Samuel Dill was born on 26 March 1844 at Hillsborough, Co. Down, the eldest son of the Revd Samuel Marcus Dill DD, Presbyterian minister of Hillsborough.

Dill was educated at the Royal Belfast Academical Institution and the Queen's College Belfast, where he took his degree in arts in 1864. In Lincoln College, Oxford, he obtained firsts in classical moderations (1867) and in literae humaniores (1869). In 1869 he was elected fellow and tutor of Corpus Christi College, Oxford. Later he became librarian and dean of the college, and was made an honorary fellow in 1903. In 1877 he was appointed High Master of Manchester Grammar School. During his time there the school was reorganised; new buildings were erected and school societies developed. His liberal conception of education is illustrated by his development of the teaching of modern subjects, and by the connection that he established between the school and working boys' clubs. He attached particular importance to developing the corporate life of the school outside the classroom.

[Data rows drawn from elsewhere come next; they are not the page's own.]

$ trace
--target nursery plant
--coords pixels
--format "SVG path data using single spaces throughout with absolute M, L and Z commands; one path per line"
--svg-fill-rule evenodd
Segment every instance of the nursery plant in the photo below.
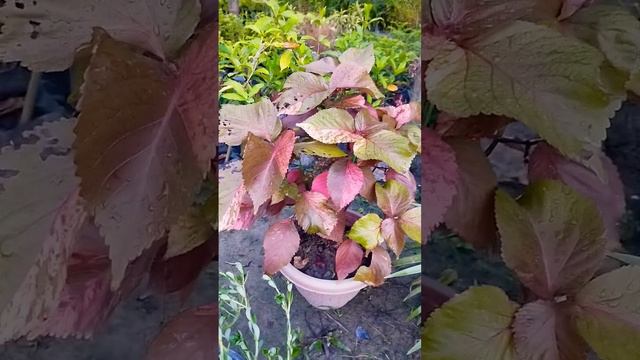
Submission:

In 1890 Dill returned to the Queen's College as professor of Greek. As a member of the Belfast University Commission, he took a large share in transforming the college into a university in 1909. He was chairman of the viceregal committee of inquiry into primary education (1913–14). He influenced Irish education by his work as a member, and later as chairman, of the intermediate Board of Education. He received a knighthood from the Liberal government in 1909 for his services to education. In 1898 Dill published Roman Society in the Last Century of the Western Empire, which was followed in 1904 by Roman Society from Nero to Marcus Aurelius. His Roman Society in Gaul in the Merovingian Age was edited and published posthumously in 1926 by his son-in-law, the Revd C. B. Armstrong. These books are less histories of a period than studies of the life of societies in dissolution or in spiritual crisis or decay, and reveal his moral and religious sympathies.

In 1924 Dill received the honorary degrees of LittD from the University of Dublin, and of LLD from Edinburgh and St Andrews. The Royal Belfast Academical Institution named its Dill House after him.

Dill died at Montpelier, Malone Road, Belfast, on 26 May of that year.